An easy day with a small ascent and only 5 kms to walk. It was the most enjoyable day of the whole trek. I had enough bandwidth to notice and photograph tiny wild flowers. It wasn’t the flowering season, so only a few inconspicuous blooms were around – but there were plenty of lichens and impressive bracket fungi, those woody mushrooms growing on tree trunks. (Ash found an interesting blog post on “How to be like a lichen”, on adaptation strategies humans can learn from them.)

Reached a Bhairav temple near the end of the day’s walk, and after that the trail went alarmingly downhill. I came to Vinay and Ak, who were ahead of our guide and had stopped, wondering if we’d lost the path. Just then, a guide from another group walked past and assured us we were fine – as indeed we were, for we reached Dodital camp shortly after.

View my activity tracked on Garmin.

In Hindu mythology, Dodital is said to be Ganesha’s birth place. Appropriately, a temple stands at the edge of the lake – closed and barricaded now, but adding color and character to the view. It features in many of my photos from that day.

A brilliant sunny afternoon. The camp site was lovely: A deep green circular lake ringed by tall brown and green mountains. Fish frequently broke surface – Himalayan trout, we were told. Some of us sat at the edge, taking it all in.

A bird in the distance sparked an animated debate: was it a cormorant? heron? stork? Binocs were fetched, and still there wasn’t consensus. I’m convinced it was a cormorant – the beak curved down at the tip, even if it wasn’t striking that classic wings-out pose. Modest bird.

Later we walked around the lake’s perimeter. On the far side lay a stony valley filled with man-made cairns – piles of rock built with hope and prayer. After lazing on comfortable stone perches, we each made our way back. Ak gave me a photography assignment: capture him from the opposite edge – the result was not as dramatic as we imagined. He is a tiny black speck among the white rocks and mountains.

Next, we flopped outside a small tea shack and ordered multiple rounds of sweet masala chai. Still sunny, not a cloud in sight. Eventually we ambled over to our tents where our support crew had cooked a simple but delicious lunch of rotis, sabji, dal and rice.

I couldn’t nap, so I joined Vinay and Ram on the verandah of a locked Forest Officer’s Bungalow. What a pity – a perfectly usable building, yet inaccessible even for a small fee. Especially for the toilet. Instead, we had to make do with a tent over a dug-out pit.

A rusty sign nailed to a nearby tree declared: “Flush toilets are not allowed here.” As if trekkers were carrying flush systems in their backpacks! “Ah, damn! Guess we’ll dig a hole then!”

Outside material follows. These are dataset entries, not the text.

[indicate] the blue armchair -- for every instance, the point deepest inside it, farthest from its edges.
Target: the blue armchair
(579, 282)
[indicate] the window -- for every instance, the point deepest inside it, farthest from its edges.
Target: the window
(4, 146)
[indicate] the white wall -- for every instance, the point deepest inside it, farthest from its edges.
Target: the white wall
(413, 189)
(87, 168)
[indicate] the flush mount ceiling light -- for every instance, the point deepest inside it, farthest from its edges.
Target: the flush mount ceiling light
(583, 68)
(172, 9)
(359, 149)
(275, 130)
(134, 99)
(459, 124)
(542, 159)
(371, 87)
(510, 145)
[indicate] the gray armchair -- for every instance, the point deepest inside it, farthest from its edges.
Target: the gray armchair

By afternoon, clouds gathered menacingly. The sleepy calm beauty vanished. We had hoped for clear skies to enjoy the full moon that night – getting less likely by the minute. The others crawled out for evening tea, all bundled up against the nasty chill air of the late afternoon.

A campfire was set up, and we still hoped for a dry cozy campfire evening. Without preamble it began to hail. It would’ve been lovely looking out from a warm cabin window. We had tents. Soon the hail became rain, and the worst of it hit later that night.

Dinner was served inside a kitchen hut our crew had commandeered – another wholesome meal of roti, sabji, dal, and rice. Hats off to Himalayan camp cooks: under impossible conditions, they produce hearty meals for spoiled trekkers like us, day after day, trek after trek.

We lingered briefly by the fire – damp logs, but enough warmth for an hour or so before turning in early. Tomorrow was the big day: the ascent to Dharwa Pass (3,900 m) and Dharwa Top (4,100 m).